Mike Vickers' Blog

May 31, 2015

Maybe Hope for Cyprus at last

Filed under: Cyprus, Europe, History in the making, Politics, Travel — derryvickers @ 8:32 pm

An article in todays Observer brings back memories of my stay in Southern Cyprus. It was more than 10 years ago and I still communicate with a good friend I met as part of my job; I was the senior consultant with a consultancy on a project to completely rethink the IT systems of the Electricity Authority there.

The guys in the Electricity Authority were great – they joked that the Authority was drowning in red tape – tape left by the British.

But the key feature was the Green Line – the line that divided the Turkish North from the South. The island’s population is small and many friends bemoaned that they could no longer have an evening coffee in Kyrenia – the old city on the north coast – just 20 miles from Nicosia. The Green line is an International Dividing line set up in 1974 by the UN and in my time we could not cross it without piles of paper and no guarantee that you could get back.

Since 2003 the Cypriots do cross but there has been no break through in re-integration – till now; but hope may be on the way. There is a new Leader in the North, Mustafa Ankinci , and Nicos Anastasiades in the South is more amenable to talk. Here they are drinking coffee – you may know Turkish Coffee but you won’t find in the South – there it’s Cyprus Coffee but it tastes the same and you can take in withour sugar!

For the full article see


If you enjoy a good travel read then you could do a lot worse than read Lawrence Durrell’s Bitter Lemons – a bit old now but setting out the problems that lead to the island dividing – Turkish North and Greek South


And if you’ve not been to Cyprus , in February you can swim on the coast at Ayia Napa and drive 20 mile and ski on Mount Olympus at 6000ft.

And did you know the UK still has two sovereign bases in Cyprus – Akrotiri and Dhekelia.

Turkish or Cyprus the coffee is the same

Cyprus Leaders drink coffee together

May 29, 2015

Nicola Sturgeon as Joan of Arc

Filed under: History in the making, Politics, Scotland, Scottish Independence — derryvickers @ 9:15 am

I watched an interesting programme on Joan of Arc given by the historian Helen Castor on BBC2


Joan, a peasant girl,  hears God’s call to save France from the dastardly English (actually the French Burgundians with English support)  and make the Dauphine King.

She persuades the Dauphine to give her an army and raises the siege of Orleans in 4 days (after it had been sieged by the English for 6 months) – gets the Dauphine crowned in Notre Dame under the very nose of the Burgundians / English who are occupying Paris.

Then she wishes to drive the English out of France altogether but the then King wants to parley with the other half of Burgundians / English and she becomes a liability.

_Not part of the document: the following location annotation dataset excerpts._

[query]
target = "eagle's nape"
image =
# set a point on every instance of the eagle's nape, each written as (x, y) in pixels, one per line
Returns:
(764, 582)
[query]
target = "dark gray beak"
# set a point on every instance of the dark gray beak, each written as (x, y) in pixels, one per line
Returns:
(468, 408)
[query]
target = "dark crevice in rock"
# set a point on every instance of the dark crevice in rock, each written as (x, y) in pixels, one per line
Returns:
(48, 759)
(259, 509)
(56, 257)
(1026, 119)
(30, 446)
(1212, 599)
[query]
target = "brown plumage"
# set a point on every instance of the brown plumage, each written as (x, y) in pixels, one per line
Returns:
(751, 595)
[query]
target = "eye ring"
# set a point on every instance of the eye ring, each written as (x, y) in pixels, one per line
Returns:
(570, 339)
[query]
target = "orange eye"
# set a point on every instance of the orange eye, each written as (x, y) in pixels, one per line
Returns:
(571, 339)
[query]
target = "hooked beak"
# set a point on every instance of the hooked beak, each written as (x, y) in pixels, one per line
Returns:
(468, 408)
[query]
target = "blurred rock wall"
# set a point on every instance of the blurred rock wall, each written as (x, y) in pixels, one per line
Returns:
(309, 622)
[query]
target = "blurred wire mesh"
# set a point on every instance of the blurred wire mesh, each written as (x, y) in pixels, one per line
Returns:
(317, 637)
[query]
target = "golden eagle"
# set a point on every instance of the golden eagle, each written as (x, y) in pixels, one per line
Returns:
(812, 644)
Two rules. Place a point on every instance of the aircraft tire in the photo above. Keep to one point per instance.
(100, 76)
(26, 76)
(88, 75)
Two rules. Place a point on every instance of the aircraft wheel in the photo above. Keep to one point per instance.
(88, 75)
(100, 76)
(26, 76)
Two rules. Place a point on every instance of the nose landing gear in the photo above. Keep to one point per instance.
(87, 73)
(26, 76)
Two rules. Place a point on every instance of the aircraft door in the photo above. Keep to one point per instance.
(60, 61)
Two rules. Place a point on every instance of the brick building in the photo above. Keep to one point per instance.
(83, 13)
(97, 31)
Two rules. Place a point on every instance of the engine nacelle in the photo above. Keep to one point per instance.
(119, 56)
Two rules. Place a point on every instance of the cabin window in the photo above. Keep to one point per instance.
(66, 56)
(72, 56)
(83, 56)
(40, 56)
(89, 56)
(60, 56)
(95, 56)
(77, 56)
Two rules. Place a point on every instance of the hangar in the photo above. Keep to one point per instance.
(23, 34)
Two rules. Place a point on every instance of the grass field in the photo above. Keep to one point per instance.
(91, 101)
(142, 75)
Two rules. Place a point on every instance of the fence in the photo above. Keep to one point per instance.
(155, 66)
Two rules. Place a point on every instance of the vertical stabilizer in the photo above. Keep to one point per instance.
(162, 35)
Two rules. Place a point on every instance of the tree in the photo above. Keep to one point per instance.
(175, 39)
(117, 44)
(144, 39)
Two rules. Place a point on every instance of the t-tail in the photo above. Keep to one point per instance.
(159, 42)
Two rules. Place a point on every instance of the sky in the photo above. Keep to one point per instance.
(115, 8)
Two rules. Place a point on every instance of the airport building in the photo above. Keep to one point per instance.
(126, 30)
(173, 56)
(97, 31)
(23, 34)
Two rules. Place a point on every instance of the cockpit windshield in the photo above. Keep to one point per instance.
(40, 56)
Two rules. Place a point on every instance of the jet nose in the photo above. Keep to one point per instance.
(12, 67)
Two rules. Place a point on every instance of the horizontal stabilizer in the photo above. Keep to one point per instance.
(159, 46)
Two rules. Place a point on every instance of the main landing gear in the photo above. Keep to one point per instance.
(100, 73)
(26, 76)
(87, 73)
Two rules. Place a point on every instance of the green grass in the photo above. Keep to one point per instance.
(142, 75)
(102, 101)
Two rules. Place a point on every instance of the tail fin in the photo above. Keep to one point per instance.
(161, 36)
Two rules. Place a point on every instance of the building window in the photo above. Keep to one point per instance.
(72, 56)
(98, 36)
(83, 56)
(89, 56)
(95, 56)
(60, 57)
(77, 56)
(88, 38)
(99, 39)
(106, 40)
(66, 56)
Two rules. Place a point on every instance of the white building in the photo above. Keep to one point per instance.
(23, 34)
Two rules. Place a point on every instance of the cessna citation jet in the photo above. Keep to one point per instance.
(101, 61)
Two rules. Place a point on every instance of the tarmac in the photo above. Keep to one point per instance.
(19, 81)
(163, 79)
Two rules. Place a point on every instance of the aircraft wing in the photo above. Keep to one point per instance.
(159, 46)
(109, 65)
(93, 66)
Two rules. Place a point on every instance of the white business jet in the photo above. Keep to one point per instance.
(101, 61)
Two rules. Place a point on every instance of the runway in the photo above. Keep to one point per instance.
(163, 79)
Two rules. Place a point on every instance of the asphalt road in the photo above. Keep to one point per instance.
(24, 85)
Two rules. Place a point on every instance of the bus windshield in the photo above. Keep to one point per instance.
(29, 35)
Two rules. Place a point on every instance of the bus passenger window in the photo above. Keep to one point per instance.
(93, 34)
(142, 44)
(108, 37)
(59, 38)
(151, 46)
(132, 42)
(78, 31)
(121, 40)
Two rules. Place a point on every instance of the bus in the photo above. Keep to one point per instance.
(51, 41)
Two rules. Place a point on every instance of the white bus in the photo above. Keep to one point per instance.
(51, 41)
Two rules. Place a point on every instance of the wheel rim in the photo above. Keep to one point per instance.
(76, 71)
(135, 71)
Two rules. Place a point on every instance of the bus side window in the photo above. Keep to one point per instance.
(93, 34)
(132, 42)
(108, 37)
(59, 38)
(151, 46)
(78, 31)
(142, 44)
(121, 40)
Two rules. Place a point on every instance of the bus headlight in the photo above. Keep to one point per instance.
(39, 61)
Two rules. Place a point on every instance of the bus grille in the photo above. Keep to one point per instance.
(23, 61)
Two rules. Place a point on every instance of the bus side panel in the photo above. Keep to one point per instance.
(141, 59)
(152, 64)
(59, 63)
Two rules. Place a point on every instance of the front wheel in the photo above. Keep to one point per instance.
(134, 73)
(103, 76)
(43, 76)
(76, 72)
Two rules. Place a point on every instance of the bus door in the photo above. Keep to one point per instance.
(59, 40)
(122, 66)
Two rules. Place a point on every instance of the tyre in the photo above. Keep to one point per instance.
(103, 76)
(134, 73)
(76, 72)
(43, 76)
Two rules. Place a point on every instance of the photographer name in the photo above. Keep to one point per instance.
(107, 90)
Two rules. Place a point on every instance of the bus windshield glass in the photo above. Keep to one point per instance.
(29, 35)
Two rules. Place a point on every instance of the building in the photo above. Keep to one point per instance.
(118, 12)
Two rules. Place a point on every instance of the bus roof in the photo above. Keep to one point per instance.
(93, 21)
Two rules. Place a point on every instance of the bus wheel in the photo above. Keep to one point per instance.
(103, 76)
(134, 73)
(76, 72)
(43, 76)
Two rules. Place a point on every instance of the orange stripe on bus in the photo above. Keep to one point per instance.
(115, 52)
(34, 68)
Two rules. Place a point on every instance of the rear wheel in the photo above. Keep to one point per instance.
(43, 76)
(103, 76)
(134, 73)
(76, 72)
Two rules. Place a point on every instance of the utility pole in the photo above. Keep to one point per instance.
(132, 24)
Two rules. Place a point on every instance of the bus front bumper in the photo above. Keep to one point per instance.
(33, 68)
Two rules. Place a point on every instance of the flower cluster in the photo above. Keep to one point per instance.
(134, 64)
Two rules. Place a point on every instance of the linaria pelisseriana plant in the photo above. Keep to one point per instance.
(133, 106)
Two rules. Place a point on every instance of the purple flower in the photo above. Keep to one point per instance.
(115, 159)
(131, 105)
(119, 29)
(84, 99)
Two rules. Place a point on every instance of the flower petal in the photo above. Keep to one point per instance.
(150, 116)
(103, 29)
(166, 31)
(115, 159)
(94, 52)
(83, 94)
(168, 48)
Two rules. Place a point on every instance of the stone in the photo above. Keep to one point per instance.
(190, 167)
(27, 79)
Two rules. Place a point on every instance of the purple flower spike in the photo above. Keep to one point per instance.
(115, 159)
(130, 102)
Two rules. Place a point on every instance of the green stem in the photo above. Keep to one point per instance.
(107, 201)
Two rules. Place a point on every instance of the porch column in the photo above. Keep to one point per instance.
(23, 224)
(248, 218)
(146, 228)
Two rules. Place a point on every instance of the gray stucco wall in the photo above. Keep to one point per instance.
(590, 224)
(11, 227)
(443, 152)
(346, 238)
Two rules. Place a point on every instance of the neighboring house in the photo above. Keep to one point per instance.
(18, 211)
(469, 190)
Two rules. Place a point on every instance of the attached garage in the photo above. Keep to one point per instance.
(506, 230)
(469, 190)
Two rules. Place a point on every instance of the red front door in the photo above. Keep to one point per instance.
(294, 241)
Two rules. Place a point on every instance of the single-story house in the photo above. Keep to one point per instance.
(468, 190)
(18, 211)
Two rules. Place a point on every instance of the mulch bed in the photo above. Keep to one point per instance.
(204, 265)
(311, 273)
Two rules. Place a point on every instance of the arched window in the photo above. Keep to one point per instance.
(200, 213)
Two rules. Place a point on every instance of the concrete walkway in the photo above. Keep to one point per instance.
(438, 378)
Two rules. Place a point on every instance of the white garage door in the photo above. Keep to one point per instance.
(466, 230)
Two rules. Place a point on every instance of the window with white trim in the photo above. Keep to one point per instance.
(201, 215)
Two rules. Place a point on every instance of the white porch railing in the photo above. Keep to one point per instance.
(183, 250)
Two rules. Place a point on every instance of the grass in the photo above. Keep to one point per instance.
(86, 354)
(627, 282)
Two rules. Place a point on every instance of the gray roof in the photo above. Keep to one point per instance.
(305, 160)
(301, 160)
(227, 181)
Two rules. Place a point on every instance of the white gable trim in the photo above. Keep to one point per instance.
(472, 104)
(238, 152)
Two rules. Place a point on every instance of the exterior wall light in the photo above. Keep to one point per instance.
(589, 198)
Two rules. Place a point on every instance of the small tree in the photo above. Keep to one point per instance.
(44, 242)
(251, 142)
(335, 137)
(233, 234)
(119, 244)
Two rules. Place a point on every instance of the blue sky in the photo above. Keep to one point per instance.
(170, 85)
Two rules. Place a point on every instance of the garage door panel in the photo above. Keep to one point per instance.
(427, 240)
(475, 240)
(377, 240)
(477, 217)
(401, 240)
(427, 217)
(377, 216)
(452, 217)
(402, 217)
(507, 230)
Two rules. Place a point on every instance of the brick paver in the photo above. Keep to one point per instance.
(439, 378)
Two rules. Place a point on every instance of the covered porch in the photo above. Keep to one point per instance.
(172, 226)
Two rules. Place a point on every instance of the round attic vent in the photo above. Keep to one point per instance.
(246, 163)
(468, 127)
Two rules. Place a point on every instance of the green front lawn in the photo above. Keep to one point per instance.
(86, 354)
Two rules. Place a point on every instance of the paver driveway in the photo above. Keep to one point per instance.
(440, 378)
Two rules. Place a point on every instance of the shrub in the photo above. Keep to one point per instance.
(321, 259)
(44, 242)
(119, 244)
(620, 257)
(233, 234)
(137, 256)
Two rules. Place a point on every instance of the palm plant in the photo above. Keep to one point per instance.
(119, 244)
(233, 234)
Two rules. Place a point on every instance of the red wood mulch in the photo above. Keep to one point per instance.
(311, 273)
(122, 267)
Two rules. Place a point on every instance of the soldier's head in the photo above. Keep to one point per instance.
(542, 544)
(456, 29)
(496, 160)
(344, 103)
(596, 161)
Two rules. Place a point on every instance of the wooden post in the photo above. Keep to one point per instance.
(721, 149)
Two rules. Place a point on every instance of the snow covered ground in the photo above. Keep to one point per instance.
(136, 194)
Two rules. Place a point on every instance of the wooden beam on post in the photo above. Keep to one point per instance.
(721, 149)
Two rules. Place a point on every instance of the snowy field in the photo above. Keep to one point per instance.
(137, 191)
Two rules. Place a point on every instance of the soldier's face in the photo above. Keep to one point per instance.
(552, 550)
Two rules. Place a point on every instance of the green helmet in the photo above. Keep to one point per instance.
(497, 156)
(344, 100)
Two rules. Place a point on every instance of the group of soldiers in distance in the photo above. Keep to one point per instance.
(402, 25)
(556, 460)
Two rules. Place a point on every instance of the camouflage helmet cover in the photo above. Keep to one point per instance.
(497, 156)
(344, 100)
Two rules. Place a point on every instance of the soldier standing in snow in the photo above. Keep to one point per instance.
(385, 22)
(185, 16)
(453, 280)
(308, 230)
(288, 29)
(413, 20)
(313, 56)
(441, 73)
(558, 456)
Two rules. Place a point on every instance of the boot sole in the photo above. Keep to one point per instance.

Nevertheless driven by her conviction she drives forward with a small band of trusty followers and eventually is captured by the Burgundians / English and put on trial by the Burgundians for heresy – the heresy is that it’s not God she hears but the Devil.  She gives a great fight at her trail but is eventually is worn down Pierre Cauchon the main inquisitor and confesses at the thought of being burned at the sake – only to go back at the last moment to repeat that is God she has heard (remember Crammer) – and is handed over to the English who do burn her at the stake.

For Joan of Arc read Nicola Sturgeon.  I cannot think of a good analogy for Pierre Cauchon  – certainly not Cameron perhaps Osborne?

It took till 1920 for Joan to be canonized – may be Sturgeon may not have to wait that long.

But France became free of the bastardly English in 1453 – 25 years after Joan’s breaking the siege of Orleans

May 22, 2015

Dunkirk Anniversary

Filed under: Europe, Personal, War, World Class — derryvickers @ 9:36 am

As a kid at primary school in Congleton, Cheshire I well remember morning lessons being held up with a news broadcast on the radio giving live commentary from the D Day landing – June 1944.

However as I think over WW2 I have long held the belief that the two crucial events of WW2 are the Evacuation from Dunkirk and the battle for Stalingrad.  The first saved so many thousands troops to fight on and Stalingrad proved that Germany was far from being invincible, the real turning point of the war (Of course Napoleon suffered the same fate in 1812)

It is therefore with real pleasure that the 75th  anniversary of the Dunkirk evacuation is now being celebrated.  I only hope that the Allies will join with Russia to celebrate the 75th anniversary of battle for Stalingrad in August 2017.